We know from the reports of competent officers and from personal observation that the army is unable to move into the interior, and that there are no facilities for such a move if attempted, and that it could not be attempted until too late. Moreover, the best medical authorities of the island say that with our present equipment we could not live in the interior during the rainy season without losses from malarial fever, which is almost as deadly as yellow fever.

This army must be moved at once or perish. As the army can be safely moved now, the persons responsible for preventing such a move will be responsible for the unnecessary loss of many thousands of lives.

Our opinions are the result of careful personal observation, and they are also based on the unanimous opinion of our medical officers with the army, and who understand the situation absolutely.

This letter was signed by Generals Kent, Bates, Chaffee, Sumner, Ludlow, Ames, and Wood, and Colonel Roosevelt.

In view of such a state of affairs as that disclosed by this letter there was, of course, only one thing to be done. The War Department decided to remove the Fifth Army-Corps at once from Cuba, and before the middle of August a large part of General Shatter’s command was on its way to Montauk Point.

As a result, I presume, of sleeping without shelter from the heavy dew in the field-hospital at the front, and over-exerting myself by walking around the lines of the army in the blazing sunshine of midday, I was finally prostrated with illness myself. At three o’clock on the night of Tuesday, July 26, I awoke in a chill, and before morning I had all the symptoms of calenture, with a temperature of 104.

Calenture, or Cuban malarial fever, comes on rather suddenly with a chill of greater or less severity and a violent headache. The temperature frequently rises to 105, and the fever, instead of being intermittent, runs continuously with little, if any, diurnal variation. If the attack is not a very severe one the headache gradually subsides; the temperature falls to 102 or 103, and in the course of three or four days the disease begins to yield to treatment. In some cases the fever is interrupted by a second chill, followed by another rise of temperature; but, as a rule, there is only one chill, and the fever, after running from four days to a week, gradually abates. The treatment most favored in Santiago consists of the administration of a large dose of sulphate of magnesia at the outset, followed up with quinine and calomel, or perhaps quinine and sulphur.

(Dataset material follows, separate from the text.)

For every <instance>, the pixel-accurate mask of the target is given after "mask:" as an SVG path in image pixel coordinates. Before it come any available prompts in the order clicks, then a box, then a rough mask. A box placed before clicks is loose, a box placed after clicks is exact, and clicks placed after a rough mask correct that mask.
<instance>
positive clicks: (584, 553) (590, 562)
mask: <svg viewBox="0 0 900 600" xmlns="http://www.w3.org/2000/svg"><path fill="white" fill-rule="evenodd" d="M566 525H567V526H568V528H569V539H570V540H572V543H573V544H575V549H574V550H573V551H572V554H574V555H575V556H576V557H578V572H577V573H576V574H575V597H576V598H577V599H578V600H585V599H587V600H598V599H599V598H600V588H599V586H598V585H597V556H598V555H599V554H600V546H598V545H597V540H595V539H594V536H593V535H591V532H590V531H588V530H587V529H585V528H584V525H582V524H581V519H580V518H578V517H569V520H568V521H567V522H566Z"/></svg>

The patient is not allowed to take any nourishment while the fever lasts, and if he keeps quiet, avoids sudden changes of temperature, and does not fret, he generally recovers in a week or ten days. He suffers from languor and prostration, however, for a fortnight or more, and if he overeats, moves about in the sunshine, or exposes himself to the night air, he is liable to have another chill, with a relapse, in which the fever is higher and more obstinate, perhaps, than at first. Under ordinary circumstances the fever is not dangerous, and the worst thing about it is the wretched, half-dead, half-alive condition in which it leaves one. My attack was not a very severe one, and in the course of ten days I was able to walk about again; but the first time I went out into the sunshine I had a relapse, which reduced me to such a state of weakness and helplessness that I could no longer care for myself, and had either to leave the country or go into one of the crowded Santiago hospitals and run the risk of being sent as a “suspect” to the yellow-fever camp near Siboney. Upon the advice of Dr. Egan, I decided to take the first steamer for New York, and sailed from Santiago on August 12, after a Cuban campaign of only seven weeks.